Bohnenkraut anbauen: Standort, Pflege und Verwendung

Bohnenkraut anbauen lohnt sich für jeden Kräutergarten: Das auch als Pfefferkraut bekannte Sommer-Bohnenkraut aus dem Mittelmeerraum gedeiht an warmen, sonnigen Standorten und hält neben Bohnen gepflanzt sogar die Schwarzen Bohnenblattläuse fern.

Standort und Aussaat von Bohnenkraut

Bohnenkraut, auch Sommer-Bohnenkraut oder Kölle genannt, stammt aus dem Mittelmeerraum und gehört zur Familie der Lippenblütler. Das kleine, buschig wachsende, bis zu 40 cm hohe Kraut hat verholzende, verzweigte Stängel mit dunkelgrünen, schmalen Blättern. Die winzigen, weißen oder hell lilafarbenen Blüten erscheinen im Sommer. Bohnenkraut mag warme, sonnige Standorte mit durchlässigem, kalkhaltigem Boden. Gesät wird im zeitigen Frühjahr ab März unter Glas und in milden Regionen ab April direkt an Ort und Stelle ins Kräuterbeet. Bohnenkraut ist ein Lichtkeimer, die Saat also nur mit einer sehr dünnen Schicht Erde oder gar nicht bedecken. Das Kraut ist sehr robust und übersteht in der Regel auch Trockenperioden ohne größere Schäden, gedeiht aber besser, wenn man es ab und zu gießt.

Bohnenkraut als Mischkulturpartner bei Bohnen

Neben Bohnen gepflanzt, hält Bohnenkraut die Schwarzen Bohnenblattläuse von den Bohnenpflanzen fern. Diese bewährte Mischkultur wird seit Jahrhunderten im Gemüsegarten praktiziert. Bohnenkraut selbst ist wenig anfällig für Krankheiten und Schädlinge, was die Pflege erheblich erleichtert. Die aromatischen ätherischen Öle des Krauts wirken auf viele Schadinsekten abschreckend. Auch andere Gemüsepflanzen profitieren von der Nachbarschaft mit Bohnenkraut. Im Kräuterbeet macht sich das kompakte Kraut gut als Einfassung oder in Gruppen gepflanzt. Wegen seines feinen Aromas nimmt Bohnenkraut einen Spitzenplatz unter den Küchenkräutern ein, im Volksmund wird es auch Pfefferkraut genannt, da es leicht scharf schmeckt.

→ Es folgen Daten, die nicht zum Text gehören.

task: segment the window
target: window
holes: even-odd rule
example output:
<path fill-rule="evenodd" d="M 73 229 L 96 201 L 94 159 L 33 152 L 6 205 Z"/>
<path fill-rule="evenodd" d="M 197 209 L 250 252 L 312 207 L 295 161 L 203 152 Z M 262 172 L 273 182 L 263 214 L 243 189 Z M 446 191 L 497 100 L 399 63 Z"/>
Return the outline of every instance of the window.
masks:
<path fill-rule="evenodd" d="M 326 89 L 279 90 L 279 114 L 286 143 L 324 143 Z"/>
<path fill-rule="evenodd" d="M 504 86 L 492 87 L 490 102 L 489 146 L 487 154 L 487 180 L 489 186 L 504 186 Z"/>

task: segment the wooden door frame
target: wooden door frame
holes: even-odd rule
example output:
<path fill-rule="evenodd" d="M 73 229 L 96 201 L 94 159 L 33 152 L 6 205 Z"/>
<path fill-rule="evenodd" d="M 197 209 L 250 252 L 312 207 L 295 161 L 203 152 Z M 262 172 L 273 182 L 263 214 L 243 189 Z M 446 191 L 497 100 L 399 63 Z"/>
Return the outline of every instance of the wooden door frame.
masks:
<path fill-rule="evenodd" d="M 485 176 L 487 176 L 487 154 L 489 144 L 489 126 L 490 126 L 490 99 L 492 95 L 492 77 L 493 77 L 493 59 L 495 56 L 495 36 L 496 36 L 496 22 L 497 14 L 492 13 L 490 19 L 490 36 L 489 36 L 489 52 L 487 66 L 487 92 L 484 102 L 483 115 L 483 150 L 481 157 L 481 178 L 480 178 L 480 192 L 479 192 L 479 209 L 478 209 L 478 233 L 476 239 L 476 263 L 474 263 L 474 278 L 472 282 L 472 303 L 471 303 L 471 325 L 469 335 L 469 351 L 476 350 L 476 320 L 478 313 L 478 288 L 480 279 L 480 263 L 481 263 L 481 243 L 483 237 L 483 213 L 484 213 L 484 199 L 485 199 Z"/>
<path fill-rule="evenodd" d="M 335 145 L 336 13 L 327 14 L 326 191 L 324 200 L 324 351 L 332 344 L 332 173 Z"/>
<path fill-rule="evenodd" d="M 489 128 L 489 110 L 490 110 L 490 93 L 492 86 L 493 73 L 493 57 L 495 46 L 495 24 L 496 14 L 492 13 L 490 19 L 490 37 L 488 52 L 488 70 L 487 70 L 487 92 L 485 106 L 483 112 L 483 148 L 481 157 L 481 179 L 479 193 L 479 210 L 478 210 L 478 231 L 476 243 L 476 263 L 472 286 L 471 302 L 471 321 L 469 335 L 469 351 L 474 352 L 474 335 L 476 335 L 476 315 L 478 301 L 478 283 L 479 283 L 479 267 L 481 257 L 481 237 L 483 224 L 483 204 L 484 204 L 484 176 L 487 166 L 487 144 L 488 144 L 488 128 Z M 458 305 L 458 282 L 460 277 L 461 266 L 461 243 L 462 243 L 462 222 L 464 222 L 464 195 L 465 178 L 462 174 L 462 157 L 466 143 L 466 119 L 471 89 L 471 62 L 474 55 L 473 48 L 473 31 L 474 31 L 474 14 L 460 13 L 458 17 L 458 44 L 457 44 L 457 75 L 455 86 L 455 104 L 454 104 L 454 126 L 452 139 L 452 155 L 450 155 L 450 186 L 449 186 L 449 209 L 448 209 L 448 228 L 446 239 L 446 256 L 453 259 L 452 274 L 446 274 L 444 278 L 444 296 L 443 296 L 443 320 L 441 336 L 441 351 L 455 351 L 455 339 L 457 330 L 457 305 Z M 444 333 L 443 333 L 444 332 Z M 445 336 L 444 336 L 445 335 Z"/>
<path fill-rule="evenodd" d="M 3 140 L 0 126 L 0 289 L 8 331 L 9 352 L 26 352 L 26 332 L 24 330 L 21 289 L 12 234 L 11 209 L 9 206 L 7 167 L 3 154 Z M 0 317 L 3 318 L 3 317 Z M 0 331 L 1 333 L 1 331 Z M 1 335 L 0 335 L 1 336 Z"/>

Ernte und Verwendung in der Küche

Das aromatische, leicht bitter und scharf schmeckende Kraut macht schwer verdauliche Speisen bekömmlicher. Geerntet werden die jungen Triebe nach Bedarf ab Mai. In der Küche findet Sommer-Bohnenkraut vor allem in Bohnengerichten Verwendung. Es passt aber auch zu anderen Hülsenfrüchten, Wurstbrät, Pasteten und Fleischgerichten. Getrocknet ist es auch Bestandteil von Würzmischungen, doch schmeckt es frisch wesentlich würziger. Als Teeaufguss hat das frische oder getrocknete Kraut eine krampflösende und leicht beruhigende Wirkung. Frisch gepflückte Stängel können problemlos eingefroren werden. Bohnenkraut lässt sich gut trocknen: Schneide die ganzen Pflanzen knapp über dem Boden ab und hänge sie kopfüber in kleinen Büscheln auf, dabei verliert Bohnenkraut kaum an Aroma.

Gaertner Poetschkes Tipp: Pflanze Bohnenkraut direkt neben deine Bohnenpflanzen. Es hält Schwarze Bohnenblattläuse fern und würzt die Ernte gleich mit.

Häufig gestellte Fragen

Wie unterscheidet sich Sommer-Bohnenkraut von Winter-Bohnenkraut?

Sommer-Bohnenkraut ist einjährig und wird ab März ausgesät. Winter-Bohnenkraut ist mehrjährig, etwas robuster und übersteht milde Winter im Freiland. Beide haben ein ähnliches Aroma, wobei Winter-Bohnenkraut etwas kräftiger schmeckt.

Kann man Bohnenkraut auch im Topf auf dem Balkon ziehen?

Ja, Bohnenkraut eignet sich gut für die Topfkultur auf dem Balkon. Wähle einen sonnigen Standort und einen durchlässigen Kräutererde-Mix. Gieße mäßig und dünge nur bei sehr magerer Erde mit etwas Kompost.